The film, which has virtually no scene without Gayatri at its core, is about a pair of eyes that are gradually losing their power to see. The camera is more often than not trained on a face - Gayatri's - while the people around her are either out of the frame or are only partially visible. The mountains and the winding roads are a physical presence, but they do not loom large over the images. The film is shot primarily in cramped, dimly lit interiors surrounded by dull, daunting walls.

These spaces collectively constitute a disquieting bubble that traps and terrorises the central character. The world outside is shut out because she o sees less and less. But her ability to sense what is going on around her intensifies and evolves into her only shield, however feeble, against a mysterious predator.

When the action does occasionally move out into the open, what is visible of the landscape is enveloped in thick mist, sheets of rain, dense floating clouds or just a pall of obscurity. The film explores with equal acuity the perils of not being seen and not being able see.

Loss of vision is perceived, from one standpoint that is crucial to the unravelling of the secrets that hover in the background, as a metaphor for the propensity of an uncaring world to turn a blind eye to those that are doomed to languish in anonymity.

Gayatri can sense a presence of an intruder in the house and its immediate vicinity but her husband dismisses her fears as a figment of a febrile imagination. The couple recalls their happier days but there isn't any room in the film for rhythm-breaking flashbacks and gratuitous romantic interludes. The screenplay by Pawan Sony and the director makes it a point not to let in anything that could diminish the film's grip and dilute the intensity of the drama of survival.

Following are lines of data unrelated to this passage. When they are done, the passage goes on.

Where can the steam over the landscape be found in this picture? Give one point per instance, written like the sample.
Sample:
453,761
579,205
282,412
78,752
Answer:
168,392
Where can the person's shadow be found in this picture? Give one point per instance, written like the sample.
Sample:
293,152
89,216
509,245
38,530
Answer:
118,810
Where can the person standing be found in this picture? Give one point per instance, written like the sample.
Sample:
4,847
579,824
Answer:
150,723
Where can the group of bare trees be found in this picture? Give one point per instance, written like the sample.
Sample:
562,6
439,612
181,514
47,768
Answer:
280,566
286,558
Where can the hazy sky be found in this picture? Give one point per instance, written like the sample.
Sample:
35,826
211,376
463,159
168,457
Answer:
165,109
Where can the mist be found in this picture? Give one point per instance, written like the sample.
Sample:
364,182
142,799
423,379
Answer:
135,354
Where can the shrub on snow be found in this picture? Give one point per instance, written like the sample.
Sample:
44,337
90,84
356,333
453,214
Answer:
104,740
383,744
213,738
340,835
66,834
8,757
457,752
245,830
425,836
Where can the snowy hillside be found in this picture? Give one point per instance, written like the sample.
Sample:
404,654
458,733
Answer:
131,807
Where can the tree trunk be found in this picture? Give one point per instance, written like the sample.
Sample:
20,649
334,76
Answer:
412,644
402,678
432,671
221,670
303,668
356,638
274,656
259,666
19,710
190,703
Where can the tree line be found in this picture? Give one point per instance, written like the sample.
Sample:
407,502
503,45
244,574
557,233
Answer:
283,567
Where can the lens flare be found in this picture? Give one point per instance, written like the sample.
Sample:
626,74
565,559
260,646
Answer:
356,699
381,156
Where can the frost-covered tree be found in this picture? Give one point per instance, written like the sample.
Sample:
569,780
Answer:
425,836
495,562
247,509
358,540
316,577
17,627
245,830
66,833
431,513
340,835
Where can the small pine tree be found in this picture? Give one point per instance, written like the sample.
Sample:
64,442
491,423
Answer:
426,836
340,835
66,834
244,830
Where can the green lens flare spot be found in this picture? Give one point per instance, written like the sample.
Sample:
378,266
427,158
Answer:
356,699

Blurr uses its hill town setting in a manner that is far removed from how Mumbai genre movies usually treat the hills and the clouds that cast a shadow on them. The town and its environs serve as an evocative location that mostly stays off camera, encouraging the viewer to anticipate, in the way the harried protagonist herself does, what lies beyond the confines of a house frequently enveloped in darkness.

Blurr never loses sight of its primary purpose - delivering a thriller that makes the most of its resources while staying within its chosen parameters - and delivers thrills and intrigue every split second of the way. It is a solid genre movie that is well worth a watch.